LIBERALISME selalu dikutuk di Indonesia.
Tapi sering orang banyak tidak tahu bukan saja apa itu
"liberalisme". Yang sok tahu juga bisa bertanya apakah kita
tidak bingung dengan itu.
Ketika kita berbicara tentang rule of law, dengan bersemangat,
sebenarnya kita mulai menyentuh keinginan yang apa boleh buat
mungkin berakar pada pandangan liberal yang klasik: bahwa
persamaan utama, dalam pandangan ini, adalah persamaan di depan
hukum. Manusia diatur oleh suatu aturan permainan bersama. Yang
berlaku sama untuk semua. Tanpa ini adalah kekacauan, sebab
setiap orang diasumsikan sama-sama bebas untuk memilih
pilihannya sendiri, menentukan tindakannya sendiri dan
memperbaiki nasibnya sendiri.
Ataukah konsep rule of law kita berdasarkan asumsi yang lain?
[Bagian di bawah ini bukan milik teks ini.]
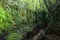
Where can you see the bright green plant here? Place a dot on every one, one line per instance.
(14, 36)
Kita juga bingung apakah kita memang tidak bingung tentang itu,
ketika kita berbicara bahwa liberalisme adalah persaingan bebas,
yang berdasarkan tekad survival of the fittest, dan bahwa pada
akhirnya yang paling kuatlah yang akan menang.
Tapi tidakkah jika yang terkuatlah yang akan menang, dan yang
lemah-lemah hilang, maka suatu monopoli tidak akan terjadi? Dan
bukankah monopoli itu akan menghilangkan persaingan bebas dan
dengan demikian bertentangan dengan liberalisme itu sendiri?
Bukankah di negeri seperti Amerika Serikat, atas nama
liberalisme juga, kecenderungan itu dicegah keras? Dan tidakkah
pemberian monopoli, apalagi dengan dasar yang bisa dianggap
"pilih kasih", tidak disukai juga di negeri seperti Indonesia?
Bukankah kadang-kadang kita pun diam-diam ingin agar sebenarnya
perlu ada persaingan bebas -- lazimnya disebut "sehat" -- dan
tak terlalu banyak "ijinisme"?
Apakah sebenarnya yang kita inginkan?.
Kita juga mungkin tidak terlampau jelas sampai sejauh mana kita
akan menciptakan kesama-rataan, menghilangnya perbedaan sosial
yang begitu menyolok. Bukankan Pada dasarnya pandangan liberal
yang klasik tidak jauh berbeda dengan pandangan sosialis yang
klasik tentang persamaan?
Marx berkata: di bawah sosialisme, "hak yang sama . . . tak
mengenal perbedaan klas, sebab setiap orang adalah pekerja
seperti orang lain tapi dialcui juga pembavaan individuil
dandengan demikian juga kapasitas produktif yang tidak sama
sebagai previlese yang wajar." Dengan demikian, kata Mlarx pula,
suatu "hak untuk tidak sama dalam isinya, seperti setiap hak."
Orang pun bisa menunjuk kenyataan tidak sama-rata-sama-rasanya
keadaan sosial di negeri-negeri sosialis kini. Tapi bukankah itu
pun merupakan lisensi buat lahirnya "klas baru" hingga apa yang
terjadi di masyarakat liberal terdapat pula di situ?
Ataukah kita telah menemukan jalan, atau wawasan, untuk menjawab
soal-soal tadi ?.
Mungkin zaman kita, sayang sekali, adalah zaman yang
meraba-raba: zaman ketika pikiran-pikiran besar yang ada tidak
memadai, sementara pikiran-pikiran baru belum lahir -- atau
buntu, karena terhambat oleh pikiran-pikiran yang sudah ada.
Lalu kita pun berkata, mari pragmatis saja -- sementara ada
sesuatu yang terasa hampa dalam perjalanan ini.